European Union policymakers want large cross-border banks to comply with EU rules on how to wind down their operations.
The move represents the EU's latest attempt to isolate the kind of contagion caused by failing banks during the 2008 financial crisis.
Dedicated EU "resolution colleges" of supervisors and special advisers will form part of the policy, which is part of a wider G20 plan to tackle banks that are "too big to fail".
The G20's finance ministers and central bank governors meeting in Gyeongju, Korea, this week will discuss a similar global proposal for "bank bail-ins" whereby bondholders would have to live with a quick and less valuable conversion of their debt into equity in order to stabilise a bank's capital base.

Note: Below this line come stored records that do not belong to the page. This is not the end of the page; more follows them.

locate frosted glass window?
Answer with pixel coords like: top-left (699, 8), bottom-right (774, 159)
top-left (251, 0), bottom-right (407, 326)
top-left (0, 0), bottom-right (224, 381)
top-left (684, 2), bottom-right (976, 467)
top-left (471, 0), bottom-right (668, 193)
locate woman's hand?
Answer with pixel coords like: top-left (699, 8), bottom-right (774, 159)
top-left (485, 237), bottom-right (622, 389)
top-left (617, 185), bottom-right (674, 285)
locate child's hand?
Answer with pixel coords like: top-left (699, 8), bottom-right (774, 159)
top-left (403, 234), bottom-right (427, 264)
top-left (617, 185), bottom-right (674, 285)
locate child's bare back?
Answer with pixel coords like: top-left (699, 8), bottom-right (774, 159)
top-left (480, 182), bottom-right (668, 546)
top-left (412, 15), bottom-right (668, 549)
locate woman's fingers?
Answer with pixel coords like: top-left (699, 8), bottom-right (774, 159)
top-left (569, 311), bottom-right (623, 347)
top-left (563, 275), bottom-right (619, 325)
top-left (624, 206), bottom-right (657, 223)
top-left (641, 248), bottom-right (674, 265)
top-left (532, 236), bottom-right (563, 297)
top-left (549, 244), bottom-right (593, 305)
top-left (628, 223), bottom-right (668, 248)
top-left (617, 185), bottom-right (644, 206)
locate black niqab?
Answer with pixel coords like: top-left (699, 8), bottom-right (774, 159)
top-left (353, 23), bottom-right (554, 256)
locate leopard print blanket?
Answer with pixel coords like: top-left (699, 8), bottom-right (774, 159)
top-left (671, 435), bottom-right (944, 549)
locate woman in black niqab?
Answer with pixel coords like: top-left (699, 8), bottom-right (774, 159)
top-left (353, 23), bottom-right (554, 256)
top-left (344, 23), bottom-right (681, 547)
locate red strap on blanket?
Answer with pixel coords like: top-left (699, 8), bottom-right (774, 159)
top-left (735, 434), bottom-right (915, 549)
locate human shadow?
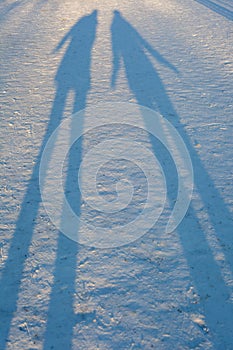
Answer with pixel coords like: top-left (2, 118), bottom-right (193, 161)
top-left (0, 10), bottom-right (97, 350)
top-left (111, 11), bottom-right (233, 348)
top-left (0, 1), bottom-right (23, 22)
top-left (195, 0), bottom-right (233, 21)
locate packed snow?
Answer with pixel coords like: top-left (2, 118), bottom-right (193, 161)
top-left (0, 0), bottom-right (233, 350)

Regulators and analysts have already cast doubts on such plans and more widely on the EU's involvement in bank failures.
Industry sources underline that regulators will have a hard time pinpointing which banks are in trouble in the first instance.
"The definition of insolvency is invariably a testing concept in practice because there is simply no 100% robust means of assessing a priori whether an institution is insolvent or whether there is a liquidity issue exclusively," says one industry insider.
The draft proposal, seen by EurActiv, seeks to identify triggers for regulators to intervene in troubled lenders earlier than their national supervisors may have done in the past.
These triggers will likely require upcoming EU rules on capital requirements to be tweaked, according to another industry source.
Converting debt to equity also crops up in the EU paper but it is unclear whether conversions should be mandatory or at the administrator's discretion.
Having the same answer to remedy insolvent banks in the bloc is impossible and dodges the most important question coming out of the financial crisis: what to do with banks that are too big to fail, argues Karel Lanoo from Brussels-based think-tank CEPS (Centre for European Policy Studies).
"We do not need harmonisation, we need supervisors to step in earlier," Lanoo argues.
"We need smaller-sized banks and banks should be allowed to fail," he continues.